UC Davis Alumni, Professor Prem Devanbu Win MSR 19’s 10-Year Most Influential Paper Award

UC Davis alumni Chris Bird ‘10, Earl Barr ‘09 and David Hamilton ‘10 and CS professor Premkumar Devanbu received the 2019 10-Year Most Influential Paper award from the Mining Software Repositories Conference for their 2009 paper, “The Promises and Perils of Mining Git.” The award recognizes papers that have had a lasting impact on the software mining community.

The paper, led by Bird and Barr and co-authored with Daniel German and Peter Rigby from the University of Victoria, was cited for its “foundational contribution [that] enabled a decade of Git repository research across the SE community.”

“It’s a surprise what turns out to be your ‘most influential work,’” said Rigby, who was visiting UC Davis for six months when the paper was written and is now an associate professor of software engineering at Concordia University in Montreal. “At the time, we worried that it wouldn’t even get into MSR.”

Software mining researchers like Bird and Devanbu study how programmers work and how software evolves, by collecting and analyzing data from different versions of software repositories to see how they are built and where and how mistakes are made.

Version control systems are a key tool for this, as they track every code change in a software repository, including information like what changes are made, who made them and when. Git is a decentralized version control system, meaning that each developer has their own copy of the entire repository for a piece of software, rather than adding to a single, central repository.

Though Git is extremely powerful and offers the potential of very detailed historical data, changes can be hard to track. Due to decentralization, many copies of a repository can exist, each with slight variations. Git also allows users to rewrite version history, potentially erasing crucial data points.

“Not much was known about Git in the scientific community at the time,” said Devanbu. “It was the first paper to talk about the rich opportunities it provided while laying out the pitfalls.”

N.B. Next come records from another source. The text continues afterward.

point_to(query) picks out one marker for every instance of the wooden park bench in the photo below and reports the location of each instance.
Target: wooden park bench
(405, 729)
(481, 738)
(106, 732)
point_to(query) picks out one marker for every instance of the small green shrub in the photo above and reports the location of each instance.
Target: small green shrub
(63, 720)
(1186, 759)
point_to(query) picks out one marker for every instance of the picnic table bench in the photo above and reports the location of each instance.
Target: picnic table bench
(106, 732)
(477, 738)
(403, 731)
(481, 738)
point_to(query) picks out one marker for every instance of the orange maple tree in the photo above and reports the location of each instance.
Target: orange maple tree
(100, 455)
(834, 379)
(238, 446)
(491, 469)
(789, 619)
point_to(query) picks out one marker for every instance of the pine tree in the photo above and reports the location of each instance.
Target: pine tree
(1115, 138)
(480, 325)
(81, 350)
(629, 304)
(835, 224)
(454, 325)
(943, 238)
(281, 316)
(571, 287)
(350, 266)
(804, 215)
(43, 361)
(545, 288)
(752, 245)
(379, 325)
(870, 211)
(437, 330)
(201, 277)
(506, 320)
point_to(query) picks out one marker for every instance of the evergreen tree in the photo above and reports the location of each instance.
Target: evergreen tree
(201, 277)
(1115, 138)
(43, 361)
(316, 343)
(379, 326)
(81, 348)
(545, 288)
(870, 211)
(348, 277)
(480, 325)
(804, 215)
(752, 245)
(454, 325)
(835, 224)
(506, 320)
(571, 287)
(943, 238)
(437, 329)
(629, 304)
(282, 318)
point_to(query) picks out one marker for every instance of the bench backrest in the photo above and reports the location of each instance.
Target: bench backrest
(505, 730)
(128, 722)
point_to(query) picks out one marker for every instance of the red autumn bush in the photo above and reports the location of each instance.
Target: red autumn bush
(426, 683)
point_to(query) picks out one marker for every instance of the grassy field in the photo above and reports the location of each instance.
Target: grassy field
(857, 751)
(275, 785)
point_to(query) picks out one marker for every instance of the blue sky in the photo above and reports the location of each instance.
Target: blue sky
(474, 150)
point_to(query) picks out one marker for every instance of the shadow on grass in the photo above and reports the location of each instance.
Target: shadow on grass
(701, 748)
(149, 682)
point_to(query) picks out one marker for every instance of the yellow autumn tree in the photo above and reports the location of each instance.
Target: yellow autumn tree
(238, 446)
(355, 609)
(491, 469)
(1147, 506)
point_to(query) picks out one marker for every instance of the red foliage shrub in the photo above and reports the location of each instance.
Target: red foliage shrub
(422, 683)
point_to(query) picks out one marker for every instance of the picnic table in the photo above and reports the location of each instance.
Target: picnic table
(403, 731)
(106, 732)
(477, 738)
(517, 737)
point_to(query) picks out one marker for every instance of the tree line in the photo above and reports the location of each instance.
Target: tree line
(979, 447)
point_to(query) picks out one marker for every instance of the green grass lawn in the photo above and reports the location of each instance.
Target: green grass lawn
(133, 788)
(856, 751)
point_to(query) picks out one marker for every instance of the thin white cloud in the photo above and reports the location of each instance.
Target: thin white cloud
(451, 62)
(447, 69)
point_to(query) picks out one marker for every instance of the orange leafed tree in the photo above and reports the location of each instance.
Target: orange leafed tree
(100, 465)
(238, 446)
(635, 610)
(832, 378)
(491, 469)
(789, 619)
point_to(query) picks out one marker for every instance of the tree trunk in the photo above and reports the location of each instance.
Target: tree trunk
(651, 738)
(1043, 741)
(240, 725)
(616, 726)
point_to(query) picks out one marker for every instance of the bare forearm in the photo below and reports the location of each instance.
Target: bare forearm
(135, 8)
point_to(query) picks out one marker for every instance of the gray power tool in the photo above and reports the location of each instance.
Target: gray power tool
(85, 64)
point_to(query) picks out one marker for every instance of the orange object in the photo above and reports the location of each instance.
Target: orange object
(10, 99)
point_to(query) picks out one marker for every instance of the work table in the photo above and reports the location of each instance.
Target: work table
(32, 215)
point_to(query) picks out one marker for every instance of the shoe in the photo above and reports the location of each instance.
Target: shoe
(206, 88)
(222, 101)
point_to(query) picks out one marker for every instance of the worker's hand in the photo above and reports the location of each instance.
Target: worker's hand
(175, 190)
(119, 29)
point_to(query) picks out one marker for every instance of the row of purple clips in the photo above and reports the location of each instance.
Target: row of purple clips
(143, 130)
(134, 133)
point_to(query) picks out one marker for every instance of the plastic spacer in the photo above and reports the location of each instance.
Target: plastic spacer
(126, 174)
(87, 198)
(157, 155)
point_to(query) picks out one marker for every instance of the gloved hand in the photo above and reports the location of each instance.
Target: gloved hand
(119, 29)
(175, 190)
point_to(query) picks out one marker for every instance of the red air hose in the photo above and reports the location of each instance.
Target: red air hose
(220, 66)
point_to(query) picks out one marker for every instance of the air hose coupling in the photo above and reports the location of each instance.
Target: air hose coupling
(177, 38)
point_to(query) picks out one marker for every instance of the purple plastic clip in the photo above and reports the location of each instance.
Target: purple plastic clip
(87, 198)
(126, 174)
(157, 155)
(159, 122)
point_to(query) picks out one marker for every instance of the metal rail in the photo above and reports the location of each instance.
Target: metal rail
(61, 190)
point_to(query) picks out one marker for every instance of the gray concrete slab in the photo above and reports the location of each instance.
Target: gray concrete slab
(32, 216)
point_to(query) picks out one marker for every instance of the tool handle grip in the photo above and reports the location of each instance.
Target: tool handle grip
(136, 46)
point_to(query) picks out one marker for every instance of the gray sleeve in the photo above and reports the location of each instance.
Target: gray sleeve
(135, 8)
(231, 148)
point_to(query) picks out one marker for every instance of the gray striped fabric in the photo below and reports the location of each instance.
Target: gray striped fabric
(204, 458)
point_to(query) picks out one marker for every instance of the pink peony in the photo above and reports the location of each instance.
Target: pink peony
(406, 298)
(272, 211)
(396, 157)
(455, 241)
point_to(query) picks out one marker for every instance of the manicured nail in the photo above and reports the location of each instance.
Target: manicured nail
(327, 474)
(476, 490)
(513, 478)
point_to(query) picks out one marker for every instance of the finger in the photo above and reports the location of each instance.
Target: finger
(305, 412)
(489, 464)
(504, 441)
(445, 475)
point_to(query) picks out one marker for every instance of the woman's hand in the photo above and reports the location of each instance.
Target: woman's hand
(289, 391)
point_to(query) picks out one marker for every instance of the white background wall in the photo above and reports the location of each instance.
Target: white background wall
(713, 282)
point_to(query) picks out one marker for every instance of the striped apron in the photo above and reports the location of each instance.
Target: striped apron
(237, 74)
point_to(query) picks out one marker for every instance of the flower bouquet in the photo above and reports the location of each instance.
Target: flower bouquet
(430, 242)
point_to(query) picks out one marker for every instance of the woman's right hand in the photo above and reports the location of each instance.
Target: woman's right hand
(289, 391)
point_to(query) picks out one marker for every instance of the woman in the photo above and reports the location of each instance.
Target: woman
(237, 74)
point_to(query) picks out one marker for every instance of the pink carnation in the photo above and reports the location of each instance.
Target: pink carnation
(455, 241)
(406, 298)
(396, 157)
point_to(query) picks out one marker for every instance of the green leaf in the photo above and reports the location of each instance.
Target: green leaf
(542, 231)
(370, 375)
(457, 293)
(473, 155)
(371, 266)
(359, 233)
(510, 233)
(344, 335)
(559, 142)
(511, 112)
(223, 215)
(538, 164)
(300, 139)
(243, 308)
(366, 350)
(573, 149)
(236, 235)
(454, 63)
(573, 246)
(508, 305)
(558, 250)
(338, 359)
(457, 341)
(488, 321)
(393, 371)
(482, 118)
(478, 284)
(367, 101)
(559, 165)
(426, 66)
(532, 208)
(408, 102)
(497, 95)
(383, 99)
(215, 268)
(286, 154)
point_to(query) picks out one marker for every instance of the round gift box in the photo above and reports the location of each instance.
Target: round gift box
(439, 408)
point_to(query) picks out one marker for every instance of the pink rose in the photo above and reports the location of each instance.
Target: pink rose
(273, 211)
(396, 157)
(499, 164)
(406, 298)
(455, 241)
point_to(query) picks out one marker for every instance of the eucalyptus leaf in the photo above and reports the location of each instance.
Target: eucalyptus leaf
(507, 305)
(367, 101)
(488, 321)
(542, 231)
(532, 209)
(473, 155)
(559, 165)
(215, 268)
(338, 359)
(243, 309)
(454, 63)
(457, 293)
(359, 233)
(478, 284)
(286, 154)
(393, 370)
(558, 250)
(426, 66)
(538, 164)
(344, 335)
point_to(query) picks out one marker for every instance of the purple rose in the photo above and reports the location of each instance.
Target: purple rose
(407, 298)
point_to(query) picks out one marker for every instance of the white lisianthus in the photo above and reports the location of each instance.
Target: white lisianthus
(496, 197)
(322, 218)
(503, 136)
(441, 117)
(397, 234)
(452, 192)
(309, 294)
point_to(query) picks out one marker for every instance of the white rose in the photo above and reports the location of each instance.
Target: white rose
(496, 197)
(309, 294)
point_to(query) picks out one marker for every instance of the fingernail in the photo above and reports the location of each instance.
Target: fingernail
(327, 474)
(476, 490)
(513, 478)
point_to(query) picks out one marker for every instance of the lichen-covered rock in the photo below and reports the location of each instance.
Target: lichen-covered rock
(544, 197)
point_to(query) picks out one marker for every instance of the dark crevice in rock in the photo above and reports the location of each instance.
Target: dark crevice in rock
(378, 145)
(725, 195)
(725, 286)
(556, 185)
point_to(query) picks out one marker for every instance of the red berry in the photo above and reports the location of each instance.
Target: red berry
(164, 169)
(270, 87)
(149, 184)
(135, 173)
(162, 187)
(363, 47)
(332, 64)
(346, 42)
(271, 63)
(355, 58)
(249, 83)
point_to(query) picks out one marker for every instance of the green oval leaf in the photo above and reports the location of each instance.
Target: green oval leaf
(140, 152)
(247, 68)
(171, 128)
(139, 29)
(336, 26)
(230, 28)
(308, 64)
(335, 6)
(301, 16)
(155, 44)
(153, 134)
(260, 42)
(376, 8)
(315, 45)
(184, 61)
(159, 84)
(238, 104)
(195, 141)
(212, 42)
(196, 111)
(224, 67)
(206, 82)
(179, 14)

This is Bird and Devanbu’s third time winning an award for a durably influential paper. They were previously honored by the MSR conference for their paper “Mining Email Social Networks” in 2016 and together with professors Vladimir Filkov and Raissa D’Souza, they also won a “Test of Time” Award in 2018 at SIGSOFT FSE, the flagship software engineering conference, for a 2008 paper on social structures in software projects. The team will receive the award at the 16th annual MSR conference on May 26-27 in Montreal, Canada.